# Is Cyclo "Break Away" Lube Good?



## ManuK (Oct 24, 2008)

I was finding it quite difficult to find a silicone spray in my area.So decided to take a long walk(3-4 Km) and visit each and every hardware shop(in the region where u find most of the major hardware shops in the city).After going to numerous shops, and finding only WD-40,(with most of them hearing the name for the first time!!), I finally stumbled upon a small shop which had a Cyclo Break Away lube.
(http://www.cyclo.com/lubricants.asp) 

It apparently has no "Silicone".

Is it good for lubing the cube? Has anyone tried it?
He says it is imported from US. I shall probably ask him to import the silicone spray from there (alongwith a lot of his other components,so price won't be too steep),but its going to take time.

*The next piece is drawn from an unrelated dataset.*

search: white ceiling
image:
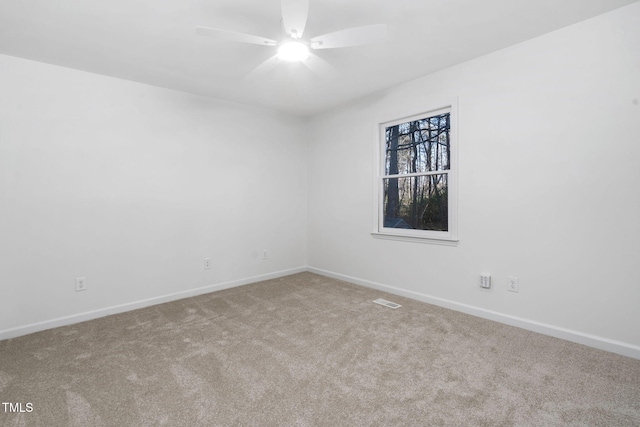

So,if the "Break Away" lube is good,i can right away buy it, and not wait for the silicone spray to get shipped.


----------



## Unknown.soul (Oct 24, 2008)

Don't use it because it's not meant to be used on plastic. Cyclo does make silicone spray, ask if he can get that.


----------



## shelley (Oct 24, 2008)

Don't use petroleum/oil based lubes on your cube.


----------



## ManuK (Oct 25, 2008)

Thanks.Will ask him to ship silicone spray then..


----------



## PCwizCube (Oct 25, 2008)

ManuK said:


> Thanks.Will ask him to ship silicone spray then..


Ship it to you? Is that possible? If it is, your shipping fee will be at least $15. It is flammable substance and can explode. They don't allow it on planes...


----------



## Unknown.soul (Oct 25, 2008)

He meant he's asking someone from a hardware store to import silicone spray for him.


----------